Jawish Roger, Najdi Hassan, Chamseddine Ali
Department of Orthopaedic Surgery, Sacré Coeur Hospital, P.O. Box 116, Beirut, Lebanon,
Eur J Orthop Surg Traumatol. 2015 Aug;25(6):1019-23. doi: 10.1007/s00590-015-1608-3. Epub 2015 Feb 7.

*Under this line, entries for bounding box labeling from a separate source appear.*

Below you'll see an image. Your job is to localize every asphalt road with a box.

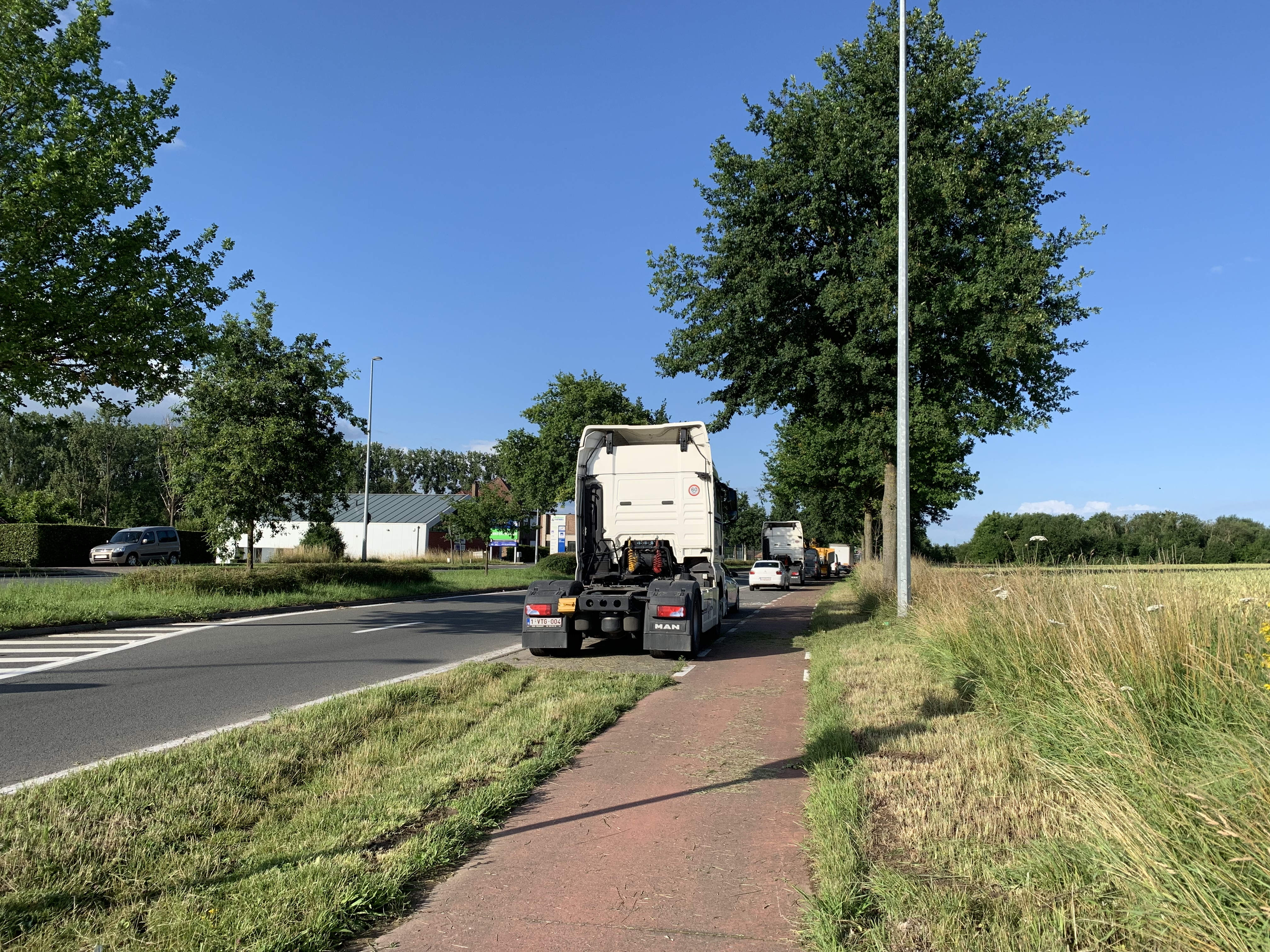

[0,588,813,787]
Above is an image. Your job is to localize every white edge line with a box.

[0,642,526,793]
[0,589,528,685]
[353,622,419,635]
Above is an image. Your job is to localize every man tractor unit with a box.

[521,423,737,658]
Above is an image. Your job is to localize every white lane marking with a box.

[0,638,133,651]
[353,622,419,635]
[0,642,523,793]
[0,589,528,680]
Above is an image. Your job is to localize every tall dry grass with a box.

[909,564,1270,949]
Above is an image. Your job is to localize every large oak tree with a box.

[0,0,250,409]
[650,1,1096,579]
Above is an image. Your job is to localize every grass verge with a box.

[806,564,1270,952]
[913,570,1270,951]
[804,571,1144,952]
[0,664,671,952]
[0,562,566,631]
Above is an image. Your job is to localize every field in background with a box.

[0,562,569,631]
[808,562,1270,952]
[0,664,671,952]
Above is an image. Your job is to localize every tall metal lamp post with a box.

[362,357,384,562]
[895,0,912,617]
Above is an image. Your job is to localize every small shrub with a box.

[539,552,578,576]
[300,522,344,561]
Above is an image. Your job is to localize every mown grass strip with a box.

[0,564,566,631]
[0,664,669,952]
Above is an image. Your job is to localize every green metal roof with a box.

[331,492,467,524]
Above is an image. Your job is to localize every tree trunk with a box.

[881,462,897,588]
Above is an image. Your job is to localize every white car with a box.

[749,558,790,592]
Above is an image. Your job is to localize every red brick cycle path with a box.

[375,589,819,952]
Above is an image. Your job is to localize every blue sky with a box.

[94,0,1270,542]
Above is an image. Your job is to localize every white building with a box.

[230,492,467,562]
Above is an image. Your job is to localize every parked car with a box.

[749,558,790,592]
[88,525,180,565]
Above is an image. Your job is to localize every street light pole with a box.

[362,357,384,562]
[895,0,912,618]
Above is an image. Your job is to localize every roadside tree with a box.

[649,1,1097,586]
[494,371,671,509]
[179,292,366,571]
[0,0,251,409]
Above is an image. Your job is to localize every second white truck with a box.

[521,422,737,658]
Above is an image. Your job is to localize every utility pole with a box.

[362,357,384,562]
[895,0,912,618]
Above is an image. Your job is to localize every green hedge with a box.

[176,529,216,565]
[0,522,118,566]
[116,562,432,595]
[0,522,212,567]
[539,552,578,576]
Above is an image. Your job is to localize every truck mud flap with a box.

[644,579,701,654]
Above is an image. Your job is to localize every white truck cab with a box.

[521,422,737,658]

The aim of this study is to correct the ulnar variance in severe osteoporotic wrist fracture treated with intra-focal pining of the distal radius, with shortening osteotomy of the distal ulna. Thirteen patients, 12 females and one male, 61-83 years old, 6-year follow-up, were treated by intra-focal pining (kapandji). When preoperatively the ulnar variance did not return to a normal value comparing to the opposite wrist, a shortening osteotomy of the ulna was performed in one stage, 4 cm proximal to the ulnar head. The fractures healed 6-8 weeks with stability and normal motion: flexion 70°, extension 60° and pronation/supination 140°. There was no pain upon palpation of distal ulna and no sign of radial impingement. Concerning the ulnar variance and starting with nine neutral values at the normal wrist, we obtained eight negative and one neutral ulnar variance after surgery. In four cases of negative variance at normal wrist, we obtained four negative ulnar variances after surgery and two cases of ulnar non-union. In cases of dorsal comminution in wrist fracture with severe osteoporosis, intra-focal pining technique is able to restore all the radiological parameters, but it could not correct the inversion of ulnar variance relative to shortening of the radius. Avoiding secondary interventions, acute shortening osteotomy of the ulna performed is a procedure which allows restoring the ulnar variance without affecting carpal stability and the mobility.
本研究的目的是通过尺骨远端缩短截骨术纠正桡骨远端病灶内固定治疗的严重骨质疏松性腕部骨折的尺骨变异。13例患者,12例女性,1例男性,年龄61 - 83岁,随访6年,采用病灶内固定术(卡潘迪术)治疗。术前若与对侧腕部相比尺骨变异未恢复到正常值,则在尺骨头近端4 cm处一期行尺骨缩短截骨术。骨折在6 - 8周愈合,愈合稳定,活动正常:屈曲70°,伸展60°,旋前/旋后140°。尺骨远端触诊无疼痛,无桡骨撞击征。关于尺骨变异,正常腕部起始有9个中性值,术后我们获得8个负值和1个中性尺骨变异。正常腕部4例负值变异患者,术后获得4个负值尺骨变异,2例尺骨不愈合。在严重骨质疏松的腕部骨折伴背侧粉碎的病例中,病灶内固定技术能够恢复所有影像学参数,但无法纠正相对于桡骨缩短的尺骨变异反转。避免二次干预,一期行尺骨急性缩短截骨术是一种能够恢复尺骨变异而不影响腕关节稳定性和活动度的手术。